Healthy (Saudi) prawns are happy prawns

By ROGER HARRISON  | ROGER.HARRISON@ARABNEWS.COM

As flaky ideas go, “Let’s open a prawn farm about five times the size of Bermuda in the desert” has to be, at first sight, one of the flakiest. However, to prawn-passionate engineer, Ahmad R. Al Balla, the idea simply abounded with possibilities 28 years ago.

The result today after about a decade in production is one of the biggest integrated prawn farms in the world: The National Prawn Company. It delivers nearly 15,000 tons of the very best quality prawns annually to markets both in the Kingdom and across the world. So good are they that they are Saudi Arabia’s second biggest export to Japan after oil. In fact, the company won the first EU license to export all its prawns in 2005. Even more, by the end of 2012, a second phase of development should be completed with the potential to increase production to 43,000 tons a year.

Not quite such a flaky idea after all, it seems.

To resolve the apparent oxymoron of a desert prawn farm takes a visit to the National Prawn Company’s huge spread of coastal breeding and production ponds just north of Al-Lith.

It is a desolate looking location — but therein lays one of the underpinning strengths of the operation. It is built on a determination to minimize its impact on the environment. If the virtually sterile saline salt-marsh (sabkah) environment is incapable of sustaining any plant life and no animals — apart from the occasional transient snake — then there is not much damage to be done in the first place.

Add to that a commitment to sustainability and to producing prawns without any antibiotics or chemical additives at all by relying entirely on the perfect cleanliness of your water and feed, a customized growing program together with rigorously observed bio-security measures, and you have a facility that produces healthy and happy prawns. You can actually tell by the prawns’ color: Stressed prawns tend to be redder.

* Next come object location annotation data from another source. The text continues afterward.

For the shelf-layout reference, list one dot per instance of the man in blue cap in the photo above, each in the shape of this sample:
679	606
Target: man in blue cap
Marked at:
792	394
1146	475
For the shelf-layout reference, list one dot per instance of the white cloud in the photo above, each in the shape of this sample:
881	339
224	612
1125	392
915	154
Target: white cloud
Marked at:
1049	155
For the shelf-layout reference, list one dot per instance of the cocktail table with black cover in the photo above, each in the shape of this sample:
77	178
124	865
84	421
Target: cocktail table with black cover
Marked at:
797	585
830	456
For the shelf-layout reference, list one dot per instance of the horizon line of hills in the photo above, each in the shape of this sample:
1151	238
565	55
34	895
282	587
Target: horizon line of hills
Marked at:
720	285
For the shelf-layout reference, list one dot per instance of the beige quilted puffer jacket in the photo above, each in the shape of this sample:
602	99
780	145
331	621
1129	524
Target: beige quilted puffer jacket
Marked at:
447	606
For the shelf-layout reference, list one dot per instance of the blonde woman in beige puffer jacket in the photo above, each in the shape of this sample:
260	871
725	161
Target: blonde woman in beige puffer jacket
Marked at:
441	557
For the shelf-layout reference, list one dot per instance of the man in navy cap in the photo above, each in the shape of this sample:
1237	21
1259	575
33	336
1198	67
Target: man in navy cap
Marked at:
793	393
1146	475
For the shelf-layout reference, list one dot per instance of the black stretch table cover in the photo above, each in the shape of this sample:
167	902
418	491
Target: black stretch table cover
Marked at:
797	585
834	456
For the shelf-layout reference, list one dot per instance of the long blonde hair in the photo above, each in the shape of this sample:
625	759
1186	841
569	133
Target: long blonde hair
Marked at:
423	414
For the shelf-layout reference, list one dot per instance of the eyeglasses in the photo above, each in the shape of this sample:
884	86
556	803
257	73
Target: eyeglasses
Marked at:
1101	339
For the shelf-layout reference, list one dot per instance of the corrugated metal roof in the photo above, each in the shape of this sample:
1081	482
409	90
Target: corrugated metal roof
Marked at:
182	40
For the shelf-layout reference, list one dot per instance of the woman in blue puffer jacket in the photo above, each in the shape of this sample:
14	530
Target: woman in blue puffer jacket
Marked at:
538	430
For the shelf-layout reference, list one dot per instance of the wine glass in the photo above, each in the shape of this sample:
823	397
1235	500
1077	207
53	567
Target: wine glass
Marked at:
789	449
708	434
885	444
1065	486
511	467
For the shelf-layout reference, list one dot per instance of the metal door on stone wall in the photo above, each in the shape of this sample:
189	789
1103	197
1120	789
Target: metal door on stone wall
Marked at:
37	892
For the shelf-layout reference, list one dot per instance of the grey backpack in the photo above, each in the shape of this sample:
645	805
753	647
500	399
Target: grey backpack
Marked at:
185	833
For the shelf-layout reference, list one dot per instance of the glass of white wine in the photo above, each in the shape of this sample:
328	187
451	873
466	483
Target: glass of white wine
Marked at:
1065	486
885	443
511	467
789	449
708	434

As to the healthy consumer, they far exceed the tough health standards for fresh prawns required by UK and US food regulations by being only a 16th of the way to the acceptable maximum safety levels for human consumption. As a result, they are probably the healthiest prawns — the white prawn penaeus indicus being the species in question — on the planet. All this is achieved through careful management of the growing environment and maintenance of the facility without an antibiotic or chemical in sight.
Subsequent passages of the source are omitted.